A review of “Vanity Fair” by Jeanne Aufmuth


Stars: ***

Rating: PG-13 for adult situations

Run Time: 2 hours, 20 minutes



Director Mira Nair became something of a household name with the enormous critical success of Monsoon Wedding.  Has success gone to her head?

Absolutely not.  Nair’s keen eye and artistic flair are abundantly evident in this lush screen adaptation of William Makepeace Thackeray’s drawing-room drama of the same name.

Reese Witherspoon headlines as Becky Sharp, a cunning governess who claws her way into the upper-crust society of 19th century London.  Becky works her flattering lashes on the men and women surrounding her and ultimately lands herself a husband, the dashing Rawdon Crawley (James Purefoy).

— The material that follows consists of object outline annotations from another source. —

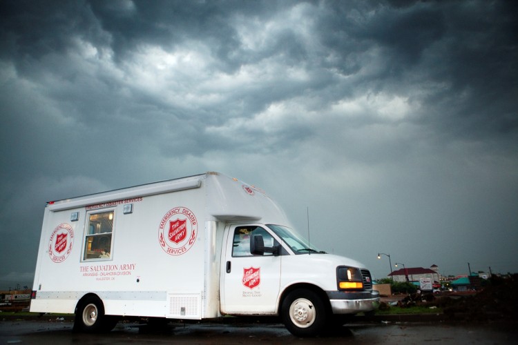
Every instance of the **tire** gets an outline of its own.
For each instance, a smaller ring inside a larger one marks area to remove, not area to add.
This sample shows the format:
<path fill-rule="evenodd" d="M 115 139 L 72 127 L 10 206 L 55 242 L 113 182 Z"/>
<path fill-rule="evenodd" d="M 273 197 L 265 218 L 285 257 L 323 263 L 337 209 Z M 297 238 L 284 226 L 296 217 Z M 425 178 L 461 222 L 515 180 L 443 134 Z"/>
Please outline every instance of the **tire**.
<path fill-rule="evenodd" d="M 329 312 L 322 298 L 307 289 L 289 293 L 282 302 L 281 317 L 286 328 L 296 337 L 315 337 L 324 333 Z"/>
<path fill-rule="evenodd" d="M 105 315 L 102 302 L 97 297 L 90 296 L 77 305 L 74 331 L 86 333 L 109 332 L 117 321 L 115 316 Z"/>

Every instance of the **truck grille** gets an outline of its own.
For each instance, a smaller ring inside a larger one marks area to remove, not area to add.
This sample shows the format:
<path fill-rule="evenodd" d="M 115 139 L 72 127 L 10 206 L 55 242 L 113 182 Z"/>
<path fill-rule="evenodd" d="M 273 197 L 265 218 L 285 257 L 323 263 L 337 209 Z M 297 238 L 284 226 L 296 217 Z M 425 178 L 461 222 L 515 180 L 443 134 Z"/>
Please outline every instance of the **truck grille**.
<path fill-rule="evenodd" d="M 363 288 L 365 290 L 372 290 L 372 278 L 369 270 L 361 270 L 361 275 L 363 279 Z"/>

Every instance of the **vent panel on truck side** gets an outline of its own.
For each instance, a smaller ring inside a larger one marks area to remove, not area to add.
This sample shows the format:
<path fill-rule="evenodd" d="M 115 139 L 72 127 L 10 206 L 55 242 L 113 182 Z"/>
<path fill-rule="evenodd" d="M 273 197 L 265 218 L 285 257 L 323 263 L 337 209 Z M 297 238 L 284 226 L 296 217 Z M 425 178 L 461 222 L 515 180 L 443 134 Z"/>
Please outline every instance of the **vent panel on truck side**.
<path fill-rule="evenodd" d="M 199 294 L 168 294 L 169 314 L 175 319 L 200 319 L 202 298 Z"/>

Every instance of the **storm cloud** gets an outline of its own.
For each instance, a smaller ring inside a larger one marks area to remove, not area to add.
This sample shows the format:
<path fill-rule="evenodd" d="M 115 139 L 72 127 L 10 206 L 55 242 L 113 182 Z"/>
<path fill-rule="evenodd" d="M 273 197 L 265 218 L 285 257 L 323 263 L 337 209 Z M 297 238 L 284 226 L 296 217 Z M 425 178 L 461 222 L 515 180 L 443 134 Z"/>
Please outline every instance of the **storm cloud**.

Crawley comes from an aristocratic family but finds himself as poor as a church mouse when his filthy rich aunt dies and cuts him out of her will.  Ever the opportunist, Becky endeavors to make lemonade out of lemons, cultivating an eyebrow-raising friendship with her wealthy neighbor the Marquess of Steyne (Gabriel Byrne), much to her husband’s evident dismay.

Witherspoon is an enigma – her Becky Sharp clearly delighting in the sights and sounds of London while honing her not-so-subtle social climbing skills to mountaineering status.  The film’s most glaring flaw is Becky’s murky agenda; on one hand the contemporary and sympathetic go-to girl (think Legally Blonde’s Elle Woods) and on the other the uber-ambitious schemer (think Election’s Tracy Flick) that Thackeray intended.

Thackeray’s prose is sheer poetry (“He has the charm of an undertaker and the humor of a corpse!”) and well-suited to its talented cast.  And what a cast it is; accomplished Brits Jim Broadbent, Geraldine McEwan and Bob Hoskins rubbing elbows with Jonathan Rhys-Meyers and Rhys Ifans among others. Stunning costume design and swelling score are pleasures, though this juicy period soap overstays its welcome past the two-hour mark.